Comscore Tracker

Pilkada Serentak Ditunda, KPU Bantul Tunggu Petunjuk Teknis Penundaan 

KPU keluarkan 3 opsi tanggal pelaksanaan pilkada serentak 

Bantul, IDN Times - ‎Pemerintah dan DPR resmi menunda pelaksanaan Pilkada serantak tahun 2020. Alokasi anggaran Pilkada di masing-masing daerah akan digunakan untuk penanganan pandemi COVID-19.

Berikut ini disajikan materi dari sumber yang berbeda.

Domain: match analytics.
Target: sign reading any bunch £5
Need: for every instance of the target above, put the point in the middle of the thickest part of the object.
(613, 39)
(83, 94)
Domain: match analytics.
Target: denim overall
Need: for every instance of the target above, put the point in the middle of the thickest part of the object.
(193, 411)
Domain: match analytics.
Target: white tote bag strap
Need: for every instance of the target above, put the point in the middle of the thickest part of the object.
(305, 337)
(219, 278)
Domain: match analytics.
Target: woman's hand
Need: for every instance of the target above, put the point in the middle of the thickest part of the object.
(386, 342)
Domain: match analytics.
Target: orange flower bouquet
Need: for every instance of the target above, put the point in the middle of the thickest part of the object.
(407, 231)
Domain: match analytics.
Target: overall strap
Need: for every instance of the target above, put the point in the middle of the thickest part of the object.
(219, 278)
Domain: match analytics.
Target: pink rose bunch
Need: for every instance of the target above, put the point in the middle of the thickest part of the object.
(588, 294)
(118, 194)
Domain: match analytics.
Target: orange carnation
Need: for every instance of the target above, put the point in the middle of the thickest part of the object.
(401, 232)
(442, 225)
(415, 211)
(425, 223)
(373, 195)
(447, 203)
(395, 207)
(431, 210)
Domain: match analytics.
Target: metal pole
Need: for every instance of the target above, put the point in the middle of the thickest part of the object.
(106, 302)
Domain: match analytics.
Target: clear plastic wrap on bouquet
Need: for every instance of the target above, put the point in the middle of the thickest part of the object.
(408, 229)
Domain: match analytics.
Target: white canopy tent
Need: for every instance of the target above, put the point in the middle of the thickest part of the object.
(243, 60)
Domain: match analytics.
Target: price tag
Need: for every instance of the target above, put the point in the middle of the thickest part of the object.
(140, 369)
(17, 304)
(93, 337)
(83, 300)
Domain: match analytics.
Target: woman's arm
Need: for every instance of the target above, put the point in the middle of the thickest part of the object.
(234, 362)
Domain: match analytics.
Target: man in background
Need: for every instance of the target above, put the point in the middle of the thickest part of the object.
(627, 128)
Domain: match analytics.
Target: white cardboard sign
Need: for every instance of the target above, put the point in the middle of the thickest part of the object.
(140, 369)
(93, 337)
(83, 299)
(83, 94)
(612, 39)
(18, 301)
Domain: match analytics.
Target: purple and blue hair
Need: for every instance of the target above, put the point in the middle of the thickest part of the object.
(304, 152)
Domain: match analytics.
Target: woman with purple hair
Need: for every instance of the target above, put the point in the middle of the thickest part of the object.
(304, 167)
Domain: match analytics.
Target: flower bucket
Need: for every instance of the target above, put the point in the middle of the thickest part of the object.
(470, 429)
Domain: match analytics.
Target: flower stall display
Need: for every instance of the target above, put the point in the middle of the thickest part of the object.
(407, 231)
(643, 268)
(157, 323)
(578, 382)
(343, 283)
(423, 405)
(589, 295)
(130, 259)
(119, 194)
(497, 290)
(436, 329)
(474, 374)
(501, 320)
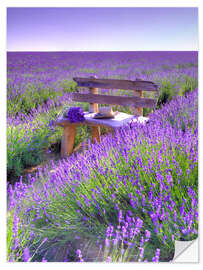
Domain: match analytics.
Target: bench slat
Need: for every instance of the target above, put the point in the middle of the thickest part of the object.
(138, 85)
(115, 100)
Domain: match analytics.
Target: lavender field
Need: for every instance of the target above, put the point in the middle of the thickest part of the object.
(125, 200)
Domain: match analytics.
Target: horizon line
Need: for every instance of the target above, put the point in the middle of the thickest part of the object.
(117, 51)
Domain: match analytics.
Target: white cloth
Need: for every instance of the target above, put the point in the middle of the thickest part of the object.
(119, 120)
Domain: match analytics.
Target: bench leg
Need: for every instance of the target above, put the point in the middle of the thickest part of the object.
(96, 134)
(67, 140)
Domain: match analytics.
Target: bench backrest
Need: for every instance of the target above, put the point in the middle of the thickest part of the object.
(94, 98)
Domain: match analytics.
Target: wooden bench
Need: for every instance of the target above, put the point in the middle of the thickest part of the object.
(137, 102)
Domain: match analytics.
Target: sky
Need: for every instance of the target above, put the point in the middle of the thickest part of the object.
(102, 29)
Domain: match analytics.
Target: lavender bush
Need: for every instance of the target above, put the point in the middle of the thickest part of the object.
(139, 185)
(126, 199)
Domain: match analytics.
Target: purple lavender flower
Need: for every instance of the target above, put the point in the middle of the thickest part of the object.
(75, 114)
(26, 254)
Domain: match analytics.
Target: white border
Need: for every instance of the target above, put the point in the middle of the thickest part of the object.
(64, 3)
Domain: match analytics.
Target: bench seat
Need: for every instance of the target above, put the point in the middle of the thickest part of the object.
(121, 119)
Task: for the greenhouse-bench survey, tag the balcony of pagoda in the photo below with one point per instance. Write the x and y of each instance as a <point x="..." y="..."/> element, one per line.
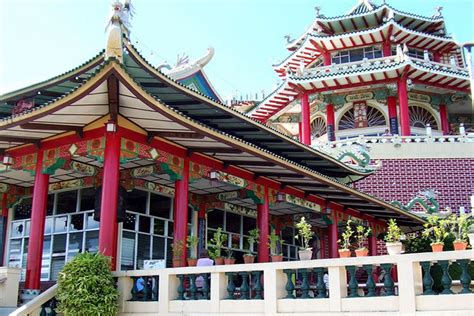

Baca Juga: Jalan Raya Bantul Tetap Ramai, Bupati Takkan Tutup Jalan Utama 

1. KPU Bantul siap menindaklanjuti keputusan pemerintah dan Komisi II DPR RI‎

Pilkada Serentak Ditunda, KPU Bantul Tunggu Petunjuk Teknis Penundaan Ketua KPU Bantul, Joko Didik Nugroho.IDN Times/Daruwaskita

Ketua KPU Bantul, Joko Didik Nugroho mengatakan hingga hari ini pihaknya belum mendapatkan petunjuk resmi penundaan Pilkada serentak dari KPU RI. 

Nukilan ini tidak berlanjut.